JAKARTA – Tim Kampanye Nasional (TKN) Jokowi-Ma’ruf menilai kubu Prabowo-Sandiaga masih menyampaikan retrorika selama debat perdana Pemilihan Presiden (Pilpres) 2019.
Direktur Kominfo Tim Kampanye Nasional (TKN) Jokowi-Ma'ruf, Marsma TNI (Purn) Dwi mengaku tidak heran dengan hasil survei Lembaga Survei Indonesia (LSI) Denny JA yang menyatakan Capres nomor 01 unggul dari paslon 02.
LSI Denny JA merilis hasil survei mengenai pasangan calon yang lebih unggul pada debat perdana Pilpres 2019. Hasilnya, 50% responden memilih pasangan calon presiden-wakil presiden nomor urut 01, Jokowi-Ma’ruf Amin lebih unggul dibandingkan Prabowo Subianto-Sandiaga Uno, yang memperoleh suara 35,4%.
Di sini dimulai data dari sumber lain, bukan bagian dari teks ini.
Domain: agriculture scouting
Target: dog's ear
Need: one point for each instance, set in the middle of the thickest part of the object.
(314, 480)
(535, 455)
Baca: Pleno MUI Hasilkan 8 Kesimpulan Terkait Pemilu 2019
Baca: Polemik Tabloid Indonesia Barokah, Timses Jokowi dan Prabowo Saling Tuding
"Pasti akan unggul pak Jokowi," kata Dwi kepada Okezone, Kamis (31/1/2019).
"Apa pun itu, semuanya sudah dilaksanakan (Jokowi). Dia sudah beliau kerja itu, sudah bisa jawab semuanya, kalau dari sebelah baru berangan-angan," lanjut dia.
Mengenai debat kedua Pilpres yang akan berlangsung pada Minggu 17 Februari 2019, salah satu isu yang akan dibahas energi, lingkungan hidup, infrastruktur, pangan, dan sumber daya alam, Jokowi dan Prabowo akan satu panggung tanpa didampingi cawapres.
Khusus infrastruktur, ada beberapa dana yang digelontorkan pemeritnahan Jokowi berasal dari utang. Kata Dwi, selama utang dikelola dengan benar dan bermanfaat bagi masyarakat, tak jadi masalah.
"Masalah utang begini, kita ibaratkan saja kalau beli rumah, kalau cash (tunai-red) kan gak punya, ya kita mesti pinjam. Kita cicil yang penting kita bayar. Semua negara punya utang. Hanya yang jadi masalah uang utang itu tidak digunakan. sementara pemerintahan Jokowi digunakan sehingga dirasakan oleh masyarakat," paparnya.